"But Jesus, the good Guide, does. Why, He died for you. You don't suppose a man would die for you without loving you?"
"Nobody died fur me, Missie Cecile—that ere's nonsense, miss, dear."
"No, Joe; I have it all in a book. The book is called the New Testament, and Mrs. Moseley gave it to me; and Mrs. Moseley never, never told a lie to anybody; and she said that nothing was so true in the world as this book. It's all about Jesus dying for us. Oh, Jography! I cry when I read it, and I will read it to you. Only it is very sad. It's all about the lovely life of Jesus, and then how He was killed—and He let it be done for you and me. You will love Jesus when I read from the New Testament about Him, Joe."
"I'd like to hear it, Missie, darling—and I love you now."

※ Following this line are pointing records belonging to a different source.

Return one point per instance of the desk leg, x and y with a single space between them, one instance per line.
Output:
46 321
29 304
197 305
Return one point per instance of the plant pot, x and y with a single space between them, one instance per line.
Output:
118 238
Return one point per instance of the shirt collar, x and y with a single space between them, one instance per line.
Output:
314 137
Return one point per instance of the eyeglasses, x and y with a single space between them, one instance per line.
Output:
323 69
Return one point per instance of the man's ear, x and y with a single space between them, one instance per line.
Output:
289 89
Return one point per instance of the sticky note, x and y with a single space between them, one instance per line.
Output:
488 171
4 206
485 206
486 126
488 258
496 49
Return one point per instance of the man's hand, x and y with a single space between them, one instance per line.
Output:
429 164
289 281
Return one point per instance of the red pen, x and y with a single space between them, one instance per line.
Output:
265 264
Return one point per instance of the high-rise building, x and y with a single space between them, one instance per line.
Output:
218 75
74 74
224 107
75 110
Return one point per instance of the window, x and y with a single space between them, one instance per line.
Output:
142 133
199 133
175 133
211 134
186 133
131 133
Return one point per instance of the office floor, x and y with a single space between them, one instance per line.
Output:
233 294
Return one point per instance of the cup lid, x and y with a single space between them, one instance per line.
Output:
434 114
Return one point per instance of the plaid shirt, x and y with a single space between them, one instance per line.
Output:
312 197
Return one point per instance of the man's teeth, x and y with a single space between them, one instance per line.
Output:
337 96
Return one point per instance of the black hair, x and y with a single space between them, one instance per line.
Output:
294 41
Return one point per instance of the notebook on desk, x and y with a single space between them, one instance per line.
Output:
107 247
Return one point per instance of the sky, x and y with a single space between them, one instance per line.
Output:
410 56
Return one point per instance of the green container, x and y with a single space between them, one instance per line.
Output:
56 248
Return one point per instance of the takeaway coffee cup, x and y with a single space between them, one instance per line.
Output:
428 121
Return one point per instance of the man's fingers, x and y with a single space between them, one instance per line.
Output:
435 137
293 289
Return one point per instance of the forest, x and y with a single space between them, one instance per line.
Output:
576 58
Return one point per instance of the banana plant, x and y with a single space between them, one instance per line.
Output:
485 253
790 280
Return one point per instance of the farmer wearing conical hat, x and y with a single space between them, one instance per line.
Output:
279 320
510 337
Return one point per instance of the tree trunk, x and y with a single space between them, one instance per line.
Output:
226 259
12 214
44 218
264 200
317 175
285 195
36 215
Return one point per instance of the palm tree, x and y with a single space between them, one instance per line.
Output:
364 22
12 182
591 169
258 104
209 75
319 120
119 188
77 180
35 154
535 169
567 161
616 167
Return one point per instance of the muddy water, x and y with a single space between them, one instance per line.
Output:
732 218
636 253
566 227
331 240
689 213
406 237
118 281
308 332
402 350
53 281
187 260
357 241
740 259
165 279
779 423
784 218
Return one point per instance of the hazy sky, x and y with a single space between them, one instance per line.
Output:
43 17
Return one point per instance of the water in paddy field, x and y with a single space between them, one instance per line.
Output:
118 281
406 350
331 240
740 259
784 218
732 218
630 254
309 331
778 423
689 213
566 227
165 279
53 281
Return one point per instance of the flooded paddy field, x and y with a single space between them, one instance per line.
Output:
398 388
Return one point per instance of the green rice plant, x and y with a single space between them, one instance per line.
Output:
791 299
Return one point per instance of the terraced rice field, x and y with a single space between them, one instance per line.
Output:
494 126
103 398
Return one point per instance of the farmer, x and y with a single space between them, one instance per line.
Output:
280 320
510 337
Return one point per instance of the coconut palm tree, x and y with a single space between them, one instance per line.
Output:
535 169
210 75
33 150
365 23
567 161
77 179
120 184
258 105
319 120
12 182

"And I love you, poor, poor Joe—and here is a kiss for you, Joe. And now I must go to sleep."
CHAPTER V.
OUTSIDE CAEN.
The morning after this little conversation between Joe and Cecile broke so dismally, and was so bitterly cold, that the old woman with whom the children had spent the night begged of them in her patois not to leave her. Joe, of course, alone could understand a word she said, and even Joe could not make much out of what very little resembled the Bearnais of his native Pyrenees; but the Norman peasant, being both kind and intelligent, managed to convey to him that the weather looked ugly; that every symptom of a violent snowstorm was brewing in the lowering and leaden sky; that people had been lost and never heard of again in Normandy, in less severe snowstorms than the one that was likely to fall that night; that in almost a moment all landmarks would be utterly obliterated, and the four little travelers dismally perish.
Joe, however, only remembering France by what it is in the sunny south, and having from his latter life in London very little idea of what a snowstorm really meant, paid but slight heed to these warnings; and having ascertained that Cecile by no means wished to remain in the little wayside cottage, he declared himself ready to encounter the perils of the way.